Açılan öncü davalara bakılarak ayda ortalama uludağ sözlük için 300000 entry, ekşi sözlük için 750000 entry ve diğer sözlükler için 1000000 entry olduğu düşünülürse bizim milletimizin özelliklerinden birisi "yalakalık" olduğundan dolayı bu davaları bir çığ şeklinde gelmeye devam edecektir.
Burada korkulan şey bu davaları baz alarak her önüne gelen insanın kişisel dava ya da kamu dava açma girişimi olacaktır ki bu da hızla gelişen sosyal medyaya en büyük darbeyi vuracaktır. çok yakında incisözlükün başına gelen olaylar sıra ile diğer sözlüklere yapılması an meselesidir.
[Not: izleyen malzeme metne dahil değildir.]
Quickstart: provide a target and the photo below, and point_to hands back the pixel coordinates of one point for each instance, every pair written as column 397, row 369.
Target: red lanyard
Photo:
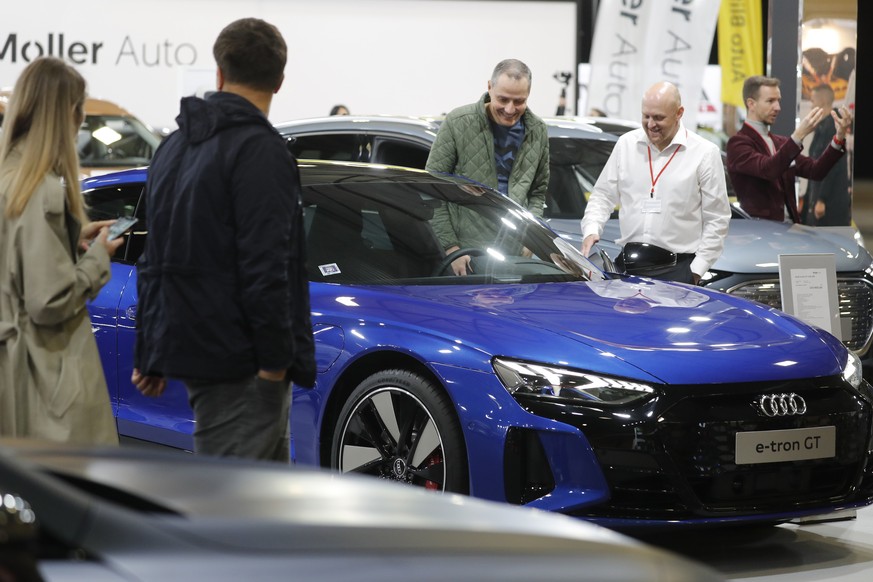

şu sıralar çok dikkat çeken aktivite. sözlüklerin bayağı bir reklamı oldu. artık kıçınıza dikkat edin. enseleyebilirler. boşverin siyasi içerikli konuları. takılın hayatınızı yaşayın. battı balık yan gider...
kendi fikir ve inançlarına karşı oluşan görüşleri bastırmak, yok etmek için açılan davalardır. bu davalar sadece sözlükleri yıldırmak için değil düşünce özgürlüğümüzü elimizden almak için açılmıştır.
Git gide düşünce özgürlüğü kavramının önemini yitirmeye başlamasının göstergesidir. Yazarların, subjektif olarak eleştiride bulunurken hakarete varan yerlere gitmesi halinde karşı tarafı haklı çıkaracak olaydır. (bkz: Her doğru her yerde söylenmez)
Kufur etmek ve bunda Israr etmek dusunce midir diye sordum kendime. Anayasada kamu ahlakI, genel ahlak gibi kavramlar var. Bazen hakikaten ahlak sInIrlarInIn zorlandIgI oluyor, e haliyle bunun da bir mueyyidesi olacak. Hakaret etmedikten sonra kimse kimseye ne dava acar ne karIsIr. Dine bile hakaret eden serefsizler var burada, ozgurlukse sikeyim oyle ozgurlugu..
genel olarak medya üzerine yapılan baskının sosyal medya üzerine yönelimidir. eskiden düşenin dostu olmazdı, sağolsunlar iki ağlayıp mazlum ayağı yapan herkes bu ülkede destek gördü. şimdi ise düşünenin dostu yok çünkü düşünmek sorgulamayı doğurur.